Главная улица в Вифлееме. Худ. Л. Майер. 1804 год

Постепенный распад Оттоманской империи стал проблемой для всех европейских государств, которые вели между собой борьбу за лидерство в мировой политике. Безусловно, для Британии и России как победительниц в Наполеоновских войнах. Для Франции, которая стремилась вернуть себе статус великой державы. И для Австрии, которая была ближайшей соседкой этого огнеопасного региона и сама правила славянскими, в том числе и православными, народами.

К середине XIX столетия все обострилось, потому что и стремление к национальной независимости усилилось, и понимания, что делать с Османской империей, не добавилось.

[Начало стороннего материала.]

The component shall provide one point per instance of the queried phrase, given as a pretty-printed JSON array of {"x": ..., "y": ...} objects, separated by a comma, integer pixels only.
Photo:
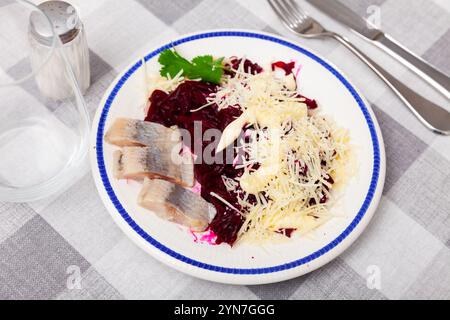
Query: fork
[{"x": 430, "y": 114}]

– Каких последствий ждали от распада Османской империи?

– XIX век – это бешено ускорившийся темп экономического развития. Во всех странах Европы происходила смена традиционного общества обществом индустриальным, а индустриальное общество базируется на рынках сырья и сбыта. Было важно, кто будет контролировать прямую евразийскую дорогу на богатый Восток – на Ближний, на Средний, в Индию и дальше в Китай. Экономические интересы оформлялись как отдельная сфера внешней политики. К примеру, Британия с большим и откровенно захватническим интересом смотрела на Египет, в том числе как на поставщика хлопка. Это должно было составить конкуренцию Соединенным Штатам, которые в то время активно развивали свою хлопковую торговлю. Кроме того, контроль над Египтом обещал более дешевый и безопасный путь в Индию, чем тот, что огибал всю Африку.

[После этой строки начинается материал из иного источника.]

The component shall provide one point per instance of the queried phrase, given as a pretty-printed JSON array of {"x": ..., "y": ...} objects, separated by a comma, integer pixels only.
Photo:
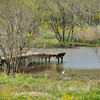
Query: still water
[{"x": 80, "y": 60}]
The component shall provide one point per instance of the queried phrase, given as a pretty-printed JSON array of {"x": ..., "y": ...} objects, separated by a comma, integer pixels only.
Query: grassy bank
[{"x": 46, "y": 87}]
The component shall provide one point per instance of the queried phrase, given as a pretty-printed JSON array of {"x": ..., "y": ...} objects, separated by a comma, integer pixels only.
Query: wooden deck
[
  {"x": 37, "y": 56},
  {"x": 46, "y": 55}
]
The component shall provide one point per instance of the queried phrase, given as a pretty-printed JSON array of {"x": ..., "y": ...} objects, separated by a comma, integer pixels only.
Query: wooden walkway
[
  {"x": 36, "y": 57},
  {"x": 47, "y": 55}
]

Россия тогда – с одной стороны, ближайший сосед Османской империи, но с другой – не конкурент Британии в борьбе за рынки. Однако если бы под контролем Петербурга оказались огромные территории, ранее подвластные туркам, понятно, что это сулило бы британцам серьезные проблемы. А британский экспорт рос бешеными темпами (в два раза каждые 10 лет), экономика постоянно разогревалась, нельзя было допустить краха. В конечном счете все упирается в деньги, в благосостояние нации или ее отдельных представителей…

Портрет императора Франции Наполеона III. Худ. Ф. К. Винтерхальтер. 1855 год

Ну и, разумеется, не будем сбрасывать со счетов соображения национального престижа. Не только в вопросе о том, кто и как поделит Османскую империю. Вот возьмем Францию. Там к власти пришел человек, который хотел стать вторым Наполеоном. Иными словами, Наполеон III стремился восстановить престиж страны, и одна из возможностей – месть России за поражение в Наполеоновских войнах. Потом появилась, кстати, гравюра Гюстава Доре, на которой французский солдат заталкивает в глотку Николаю I цифру 1812: дескать, хватит меня этим пугать, отбоялся.

«Жандарм Европы»

– Почему перестала эффективно работать Венская система международных отношений, которая несколько десятилетий обеспечивала стабильность Европы?

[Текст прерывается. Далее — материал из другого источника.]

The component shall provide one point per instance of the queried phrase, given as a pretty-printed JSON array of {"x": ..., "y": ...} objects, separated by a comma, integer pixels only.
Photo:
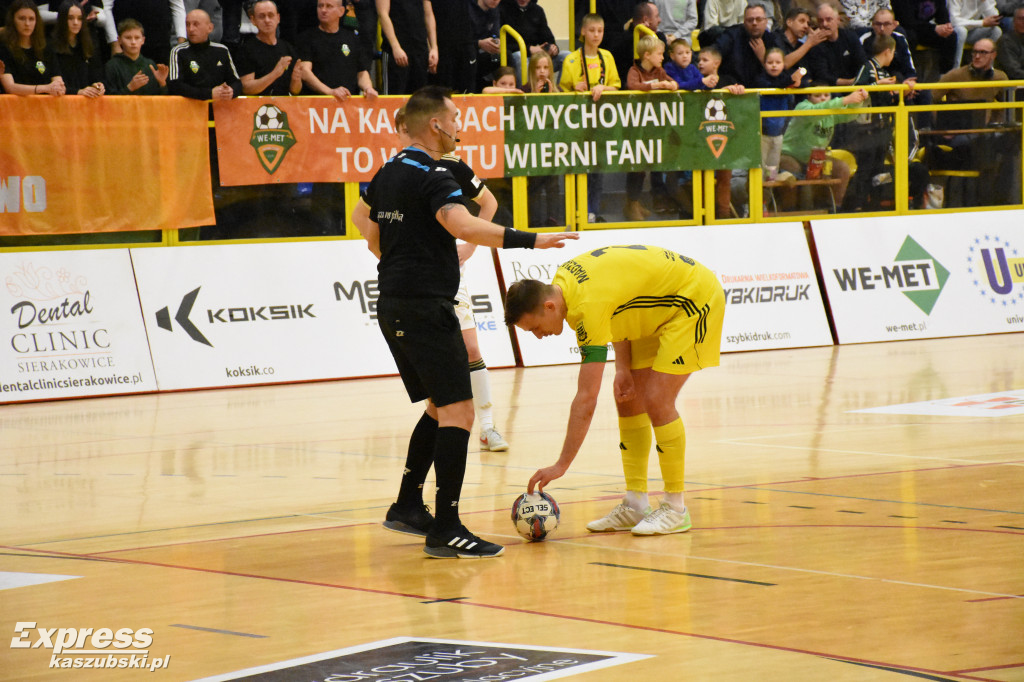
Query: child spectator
[
  {"x": 806, "y": 133},
  {"x": 774, "y": 76},
  {"x": 540, "y": 71},
  {"x": 31, "y": 69},
  {"x": 129, "y": 72},
  {"x": 505, "y": 82},
  {"x": 80, "y": 66},
  {"x": 591, "y": 70},
  {"x": 681, "y": 68},
  {"x": 646, "y": 75},
  {"x": 873, "y": 132}
]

– Венская система как система «коллективной безопасности» была связана прежде всего с обеспечением внутреннего спокойствия империй. Призрак Французской революции поначалу действительно не давал покоя. Никому не хотелось появления нового Наполеона, который опять всколыхнет, подожжет весь континент и устроит массовые бойни на полях сражений – от Португалии до Москвы. Россия являлась одним из гарантов этой системы «коллективной безопасности».

Но время шло, и постепенно стало понятно, что государства сами могут справляться с подобными проблемами, а Российская империя по привычке считала себя покровительницей монархий, особенно применительно к Австрии и Пруссии. С одной стороны, русские помогли подавить восстание в Венгрии 1848–1849 годов, но с другой – Россия постоянно навязывала себя в качестве арбитра в отношениях между Пруссией и Австрией, которые тогда вели борьбу за господство в Центральной Европе. Причем Николай I делал это довольно жестко, даже угрожая, чем вызывал понятную неприязнь у «подопечных».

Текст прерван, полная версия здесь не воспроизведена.